Pharmakon, Bestial Burden
Last year, right before embarking on a European tour, it was discovered that Margaret Chardiet, who performs under the moniker “Pharmakon,” had a malignant cyst so large it almost caused organ failure. Out of the hellish surgery and recovery, this album was born. It is an album of the body for our most primal feelings, and it shows.
On the track “Intent or Instinct,” an industrial grind loops for a few minutes until around the three-minute mark, when a guttural shriek that hardly sounds human pierces through the drone. Another track, “Primitive Struggle,” is what you’d expect: two minutes of coughing and spitting — a body betrayed.
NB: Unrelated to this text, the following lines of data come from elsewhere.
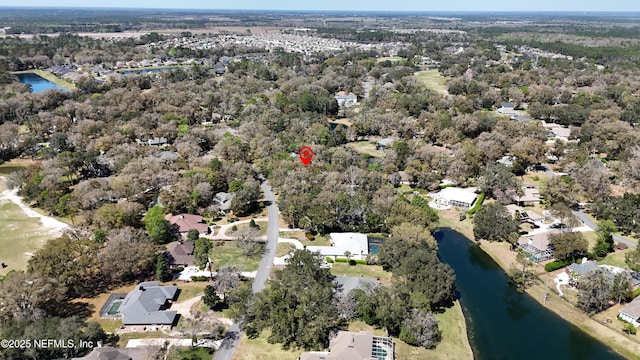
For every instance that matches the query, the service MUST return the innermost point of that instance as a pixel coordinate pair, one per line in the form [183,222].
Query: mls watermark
[45,344]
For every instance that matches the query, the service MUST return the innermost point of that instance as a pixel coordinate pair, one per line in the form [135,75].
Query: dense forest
[224,133]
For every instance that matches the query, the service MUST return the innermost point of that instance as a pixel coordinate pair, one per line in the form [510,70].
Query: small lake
[38,83]
[505,324]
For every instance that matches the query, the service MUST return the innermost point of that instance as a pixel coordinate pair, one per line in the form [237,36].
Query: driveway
[230,342]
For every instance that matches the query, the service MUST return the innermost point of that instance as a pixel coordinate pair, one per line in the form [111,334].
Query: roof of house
[632,309]
[463,195]
[185,222]
[584,268]
[181,252]
[355,243]
[142,305]
[346,345]
[110,353]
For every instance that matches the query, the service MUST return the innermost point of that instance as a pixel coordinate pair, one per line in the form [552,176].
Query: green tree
[568,245]
[298,306]
[157,226]
[594,292]
[420,328]
[494,223]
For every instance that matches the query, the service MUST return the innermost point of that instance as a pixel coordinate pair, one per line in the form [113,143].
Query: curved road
[230,342]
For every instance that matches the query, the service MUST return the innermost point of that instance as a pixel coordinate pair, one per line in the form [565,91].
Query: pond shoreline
[618,342]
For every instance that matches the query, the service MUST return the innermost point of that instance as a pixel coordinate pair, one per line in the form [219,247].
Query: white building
[355,243]
[455,196]
[631,312]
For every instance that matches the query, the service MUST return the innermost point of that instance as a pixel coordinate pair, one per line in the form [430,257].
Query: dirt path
[54,226]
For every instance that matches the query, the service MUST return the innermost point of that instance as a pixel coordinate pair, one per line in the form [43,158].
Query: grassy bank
[50,77]
[625,345]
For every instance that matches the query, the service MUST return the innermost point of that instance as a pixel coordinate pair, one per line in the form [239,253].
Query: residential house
[346,100]
[181,253]
[631,312]
[184,222]
[530,196]
[348,345]
[355,243]
[536,246]
[147,304]
[463,198]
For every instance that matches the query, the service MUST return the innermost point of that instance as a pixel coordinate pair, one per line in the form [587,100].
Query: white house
[631,312]
[355,243]
[454,196]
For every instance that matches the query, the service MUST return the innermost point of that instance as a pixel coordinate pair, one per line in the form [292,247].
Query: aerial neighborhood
[229,184]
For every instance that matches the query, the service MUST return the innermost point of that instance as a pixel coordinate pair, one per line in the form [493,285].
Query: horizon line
[321,10]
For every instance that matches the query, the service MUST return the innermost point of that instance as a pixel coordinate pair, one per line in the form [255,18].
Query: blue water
[505,324]
[38,84]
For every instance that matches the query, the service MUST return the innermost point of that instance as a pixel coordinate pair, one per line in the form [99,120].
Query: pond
[505,324]
[38,83]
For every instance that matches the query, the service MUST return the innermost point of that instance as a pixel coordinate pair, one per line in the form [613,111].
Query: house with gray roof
[147,305]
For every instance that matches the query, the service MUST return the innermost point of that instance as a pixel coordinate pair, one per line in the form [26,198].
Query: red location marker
[306,155]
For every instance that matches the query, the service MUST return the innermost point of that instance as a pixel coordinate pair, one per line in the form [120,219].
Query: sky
[365,5]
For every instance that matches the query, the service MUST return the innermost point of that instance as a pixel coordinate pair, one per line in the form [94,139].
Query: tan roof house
[349,345]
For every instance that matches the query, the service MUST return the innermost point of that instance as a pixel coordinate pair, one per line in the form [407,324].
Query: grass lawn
[283,249]
[230,253]
[20,236]
[431,79]
[454,344]
[359,270]
[365,147]
[298,235]
[615,259]
[186,353]
[260,349]
[319,240]
[262,230]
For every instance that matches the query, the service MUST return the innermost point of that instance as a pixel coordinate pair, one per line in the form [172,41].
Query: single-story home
[349,345]
[146,305]
[530,197]
[181,253]
[631,312]
[463,198]
[355,243]
[184,222]
[536,246]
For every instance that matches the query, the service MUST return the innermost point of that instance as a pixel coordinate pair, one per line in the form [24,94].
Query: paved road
[587,221]
[225,352]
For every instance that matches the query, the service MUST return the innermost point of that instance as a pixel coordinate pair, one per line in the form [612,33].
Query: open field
[260,349]
[365,147]
[229,253]
[359,270]
[432,80]
[20,235]
[49,76]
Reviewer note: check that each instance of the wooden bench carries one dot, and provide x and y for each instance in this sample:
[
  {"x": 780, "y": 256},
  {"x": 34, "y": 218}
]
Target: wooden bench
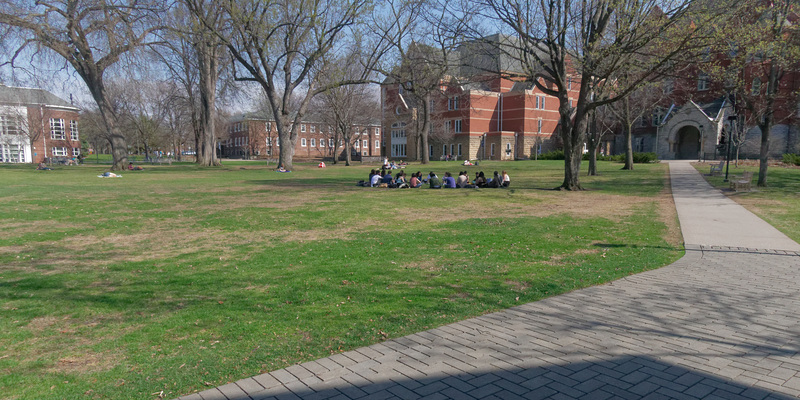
[
  {"x": 742, "y": 182},
  {"x": 717, "y": 169}
]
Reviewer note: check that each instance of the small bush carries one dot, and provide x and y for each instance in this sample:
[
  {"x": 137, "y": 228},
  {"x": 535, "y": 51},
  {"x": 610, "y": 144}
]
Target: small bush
[
  {"x": 791, "y": 159},
  {"x": 553, "y": 155},
  {"x": 644, "y": 158}
]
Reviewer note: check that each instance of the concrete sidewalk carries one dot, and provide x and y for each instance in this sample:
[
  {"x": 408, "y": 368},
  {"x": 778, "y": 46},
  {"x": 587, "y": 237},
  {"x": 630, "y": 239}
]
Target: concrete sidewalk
[
  {"x": 710, "y": 218},
  {"x": 722, "y": 323}
]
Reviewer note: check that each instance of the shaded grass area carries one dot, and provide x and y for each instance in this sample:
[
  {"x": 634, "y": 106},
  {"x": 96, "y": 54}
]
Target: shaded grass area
[
  {"x": 778, "y": 203},
  {"x": 178, "y": 278}
]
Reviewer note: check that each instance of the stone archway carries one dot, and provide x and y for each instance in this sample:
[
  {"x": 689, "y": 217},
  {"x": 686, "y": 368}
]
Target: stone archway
[{"x": 688, "y": 145}]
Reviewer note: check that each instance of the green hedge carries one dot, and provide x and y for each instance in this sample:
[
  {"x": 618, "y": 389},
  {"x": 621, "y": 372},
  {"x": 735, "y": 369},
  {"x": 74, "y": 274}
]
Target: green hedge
[{"x": 791, "y": 159}]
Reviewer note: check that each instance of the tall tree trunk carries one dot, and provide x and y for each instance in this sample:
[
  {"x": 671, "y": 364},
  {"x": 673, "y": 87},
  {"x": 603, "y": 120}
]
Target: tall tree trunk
[
  {"x": 119, "y": 146},
  {"x": 627, "y": 126},
  {"x": 209, "y": 73},
  {"x": 766, "y": 127},
  {"x": 573, "y": 131},
  {"x": 426, "y": 128},
  {"x": 593, "y": 141}
]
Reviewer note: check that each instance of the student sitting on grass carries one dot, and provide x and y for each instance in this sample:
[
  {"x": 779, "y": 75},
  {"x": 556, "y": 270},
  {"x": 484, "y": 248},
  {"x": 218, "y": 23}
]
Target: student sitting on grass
[
  {"x": 387, "y": 178},
  {"x": 434, "y": 181},
  {"x": 375, "y": 180},
  {"x": 480, "y": 181},
  {"x": 415, "y": 182},
  {"x": 449, "y": 181},
  {"x": 495, "y": 182}
]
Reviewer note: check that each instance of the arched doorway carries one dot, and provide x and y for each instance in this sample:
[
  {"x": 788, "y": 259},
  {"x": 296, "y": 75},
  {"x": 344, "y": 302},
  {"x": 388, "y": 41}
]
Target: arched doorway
[{"x": 688, "y": 143}]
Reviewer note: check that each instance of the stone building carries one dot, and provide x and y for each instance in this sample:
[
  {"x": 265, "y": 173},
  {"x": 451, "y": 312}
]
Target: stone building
[
  {"x": 254, "y": 135},
  {"x": 36, "y": 126}
]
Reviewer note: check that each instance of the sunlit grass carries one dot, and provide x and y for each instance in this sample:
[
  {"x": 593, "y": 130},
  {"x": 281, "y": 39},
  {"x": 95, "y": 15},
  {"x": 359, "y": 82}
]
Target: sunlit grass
[{"x": 178, "y": 277}]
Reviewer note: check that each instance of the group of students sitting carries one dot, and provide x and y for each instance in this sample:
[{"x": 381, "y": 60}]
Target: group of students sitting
[{"x": 383, "y": 178}]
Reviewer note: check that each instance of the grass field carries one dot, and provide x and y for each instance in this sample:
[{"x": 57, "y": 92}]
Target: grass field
[
  {"x": 177, "y": 278},
  {"x": 778, "y": 203}
]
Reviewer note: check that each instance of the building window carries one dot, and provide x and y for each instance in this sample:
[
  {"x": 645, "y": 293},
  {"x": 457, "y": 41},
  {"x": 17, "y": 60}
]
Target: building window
[
  {"x": 756, "y": 87},
  {"x": 452, "y": 103},
  {"x": 11, "y": 153},
  {"x": 57, "y": 129},
  {"x": 73, "y": 130},
  {"x": 669, "y": 86},
  {"x": 9, "y": 125},
  {"x": 398, "y": 150},
  {"x": 702, "y": 81},
  {"x": 658, "y": 115}
]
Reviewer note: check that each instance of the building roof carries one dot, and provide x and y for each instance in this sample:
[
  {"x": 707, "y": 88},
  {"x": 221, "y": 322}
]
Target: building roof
[{"x": 27, "y": 96}]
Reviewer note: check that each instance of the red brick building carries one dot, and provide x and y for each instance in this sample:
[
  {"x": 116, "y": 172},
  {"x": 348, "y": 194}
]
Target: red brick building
[
  {"x": 253, "y": 135},
  {"x": 474, "y": 115},
  {"x": 36, "y": 126}
]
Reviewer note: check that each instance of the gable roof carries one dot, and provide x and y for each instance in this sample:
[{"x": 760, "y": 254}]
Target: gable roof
[{"x": 27, "y": 96}]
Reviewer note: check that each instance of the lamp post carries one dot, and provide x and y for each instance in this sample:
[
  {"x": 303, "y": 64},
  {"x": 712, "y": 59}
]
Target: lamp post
[
  {"x": 732, "y": 119},
  {"x": 701, "y": 145}
]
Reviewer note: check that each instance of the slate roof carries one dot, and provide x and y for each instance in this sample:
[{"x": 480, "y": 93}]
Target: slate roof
[{"x": 27, "y": 96}]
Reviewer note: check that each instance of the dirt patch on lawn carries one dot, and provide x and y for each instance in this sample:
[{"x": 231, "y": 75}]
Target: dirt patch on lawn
[{"x": 85, "y": 362}]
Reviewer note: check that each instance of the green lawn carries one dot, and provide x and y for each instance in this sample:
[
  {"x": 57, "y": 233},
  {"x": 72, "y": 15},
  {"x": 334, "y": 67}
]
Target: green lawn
[
  {"x": 778, "y": 203},
  {"x": 178, "y": 278}
]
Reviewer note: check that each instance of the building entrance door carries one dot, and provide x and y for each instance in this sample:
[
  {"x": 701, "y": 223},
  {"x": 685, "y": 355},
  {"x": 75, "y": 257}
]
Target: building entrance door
[{"x": 688, "y": 143}]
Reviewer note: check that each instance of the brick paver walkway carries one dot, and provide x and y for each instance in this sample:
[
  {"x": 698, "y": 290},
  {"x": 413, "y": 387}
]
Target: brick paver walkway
[{"x": 721, "y": 323}]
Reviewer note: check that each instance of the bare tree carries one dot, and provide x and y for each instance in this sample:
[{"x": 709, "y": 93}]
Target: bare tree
[
  {"x": 280, "y": 45},
  {"x": 595, "y": 40},
  {"x": 635, "y": 107},
  {"x": 144, "y": 110},
  {"x": 421, "y": 38},
  {"x": 758, "y": 46},
  {"x": 346, "y": 107},
  {"x": 92, "y": 37}
]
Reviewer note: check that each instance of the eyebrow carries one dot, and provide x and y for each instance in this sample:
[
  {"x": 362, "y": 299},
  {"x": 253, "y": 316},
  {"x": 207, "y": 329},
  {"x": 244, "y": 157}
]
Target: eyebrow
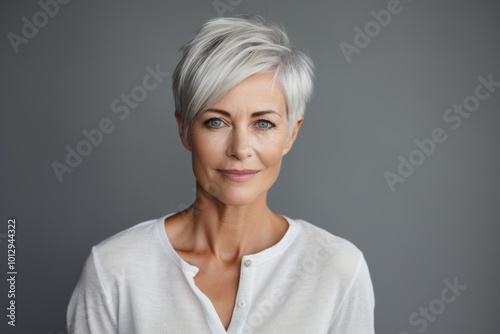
[{"x": 254, "y": 114}]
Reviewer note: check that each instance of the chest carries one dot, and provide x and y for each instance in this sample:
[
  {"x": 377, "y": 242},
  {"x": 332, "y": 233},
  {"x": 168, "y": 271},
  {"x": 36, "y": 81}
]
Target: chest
[{"x": 220, "y": 284}]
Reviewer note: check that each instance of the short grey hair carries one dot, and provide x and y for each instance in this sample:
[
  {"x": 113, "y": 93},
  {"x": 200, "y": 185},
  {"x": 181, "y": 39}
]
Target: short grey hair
[{"x": 228, "y": 50}]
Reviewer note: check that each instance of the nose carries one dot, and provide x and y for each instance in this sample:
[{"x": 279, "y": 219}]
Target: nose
[{"x": 239, "y": 145}]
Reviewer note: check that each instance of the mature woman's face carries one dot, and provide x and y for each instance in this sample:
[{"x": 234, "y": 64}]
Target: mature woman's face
[{"x": 238, "y": 143}]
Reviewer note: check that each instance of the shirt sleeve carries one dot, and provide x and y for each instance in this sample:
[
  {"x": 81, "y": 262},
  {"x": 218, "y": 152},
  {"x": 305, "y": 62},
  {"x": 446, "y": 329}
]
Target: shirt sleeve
[
  {"x": 89, "y": 310},
  {"x": 356, "y": 313}
]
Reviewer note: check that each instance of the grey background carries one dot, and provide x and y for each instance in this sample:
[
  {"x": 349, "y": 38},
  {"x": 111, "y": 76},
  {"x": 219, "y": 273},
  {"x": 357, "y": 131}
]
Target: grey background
[{"x": 441, "y": 223}]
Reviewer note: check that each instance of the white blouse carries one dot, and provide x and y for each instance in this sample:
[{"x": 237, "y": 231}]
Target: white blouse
[{"x": 309, "y": 282}]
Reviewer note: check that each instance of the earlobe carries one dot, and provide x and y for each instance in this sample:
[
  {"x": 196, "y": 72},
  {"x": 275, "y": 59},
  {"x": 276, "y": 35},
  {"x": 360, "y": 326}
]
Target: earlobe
[
  {"x": 293, "y": 136},
  {"x": 182, "y": 135}
]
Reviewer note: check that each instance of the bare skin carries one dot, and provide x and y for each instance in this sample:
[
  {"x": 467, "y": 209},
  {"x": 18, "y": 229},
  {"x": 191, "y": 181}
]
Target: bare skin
[
  {"x": 247, "y": 130},
  {"x": 219, "y": 273}
]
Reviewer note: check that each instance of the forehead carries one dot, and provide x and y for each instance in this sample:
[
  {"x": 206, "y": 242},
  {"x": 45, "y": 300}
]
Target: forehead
[{"x": 257, "y": 92}]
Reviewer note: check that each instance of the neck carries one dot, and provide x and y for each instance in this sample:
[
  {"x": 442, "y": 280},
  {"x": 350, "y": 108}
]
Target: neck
[{"x": 229, "y": 232}]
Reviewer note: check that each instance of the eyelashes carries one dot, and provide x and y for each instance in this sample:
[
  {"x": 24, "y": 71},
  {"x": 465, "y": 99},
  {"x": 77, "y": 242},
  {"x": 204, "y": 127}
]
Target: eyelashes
[{"x": 261, "y": 124}]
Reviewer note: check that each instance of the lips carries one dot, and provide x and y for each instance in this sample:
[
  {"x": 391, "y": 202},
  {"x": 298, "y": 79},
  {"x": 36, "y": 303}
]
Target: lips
[{"x": 238, "y": 175}]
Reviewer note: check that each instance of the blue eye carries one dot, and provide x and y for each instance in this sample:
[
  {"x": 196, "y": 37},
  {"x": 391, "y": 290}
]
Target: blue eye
[
  {"x": 214, "y": 123},
  {"x": 264, "y": 125}
]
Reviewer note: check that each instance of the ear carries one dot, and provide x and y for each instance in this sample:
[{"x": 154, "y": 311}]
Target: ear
[
  {"x": 293, "y": 136},
  {"x": 182, "y": 135}
]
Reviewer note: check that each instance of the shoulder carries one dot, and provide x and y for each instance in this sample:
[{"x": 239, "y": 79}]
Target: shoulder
[
  {"x": 127, "y": 248},
  {"x": 338, "y": 258}
]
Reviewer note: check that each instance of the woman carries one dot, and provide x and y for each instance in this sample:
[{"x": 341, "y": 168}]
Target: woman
[{"x": 228, "y": 264}]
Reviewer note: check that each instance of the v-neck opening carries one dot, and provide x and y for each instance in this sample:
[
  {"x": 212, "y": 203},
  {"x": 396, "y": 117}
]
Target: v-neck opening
[{"x": 190, "y": 272}]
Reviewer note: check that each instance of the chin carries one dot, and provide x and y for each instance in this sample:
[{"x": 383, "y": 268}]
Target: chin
[{"x": 237, "y": 197}]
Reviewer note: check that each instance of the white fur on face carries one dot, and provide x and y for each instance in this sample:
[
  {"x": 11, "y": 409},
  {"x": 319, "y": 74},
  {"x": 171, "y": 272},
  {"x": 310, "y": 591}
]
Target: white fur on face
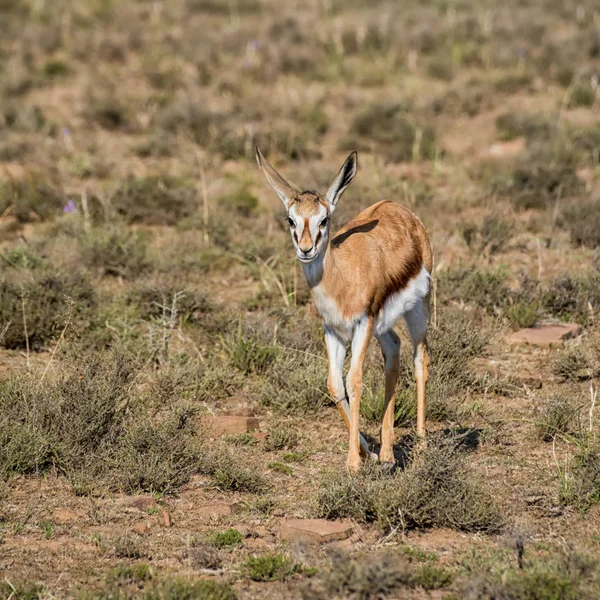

However, don’t let this turn you off. It’s merely a facet of life as an animal, which humans are. The album ends with the title track, the most traditional “song” in Pharmakon’s catalog. Chardiet opts to sing instead of growl; however, her singing is arguably more unnerving. She chants “I don’t belong here” like a nursery rhyme over more heavy electric drone and bursts of maniacal laughter. Give this album a spin and let your inner beast out.
Andy Stott, Faith In Strangers
Electronic music maven Andy Stott has been making and releasing music for almost an entire decade. While his usual sound is still present — heavy dub-style bass mixed with light vocal clippings and an icy overall vibe — Stott applies it to various styles within the electronic music genre with great results.
“Violence,” the first track released, is a trap banger conceived on the ice planet Hoth. “Damage” is a fine piece of UK garage meets wonky electro constructed with machine gun percussion and a dissonant edge. The title track has bass-synth interplay that is, dare I say, warm — the exact opposite feel of most Stott tracks. Even though “Faith in Strangers” won’t officially be released until mid-November, this one is well worth the wait.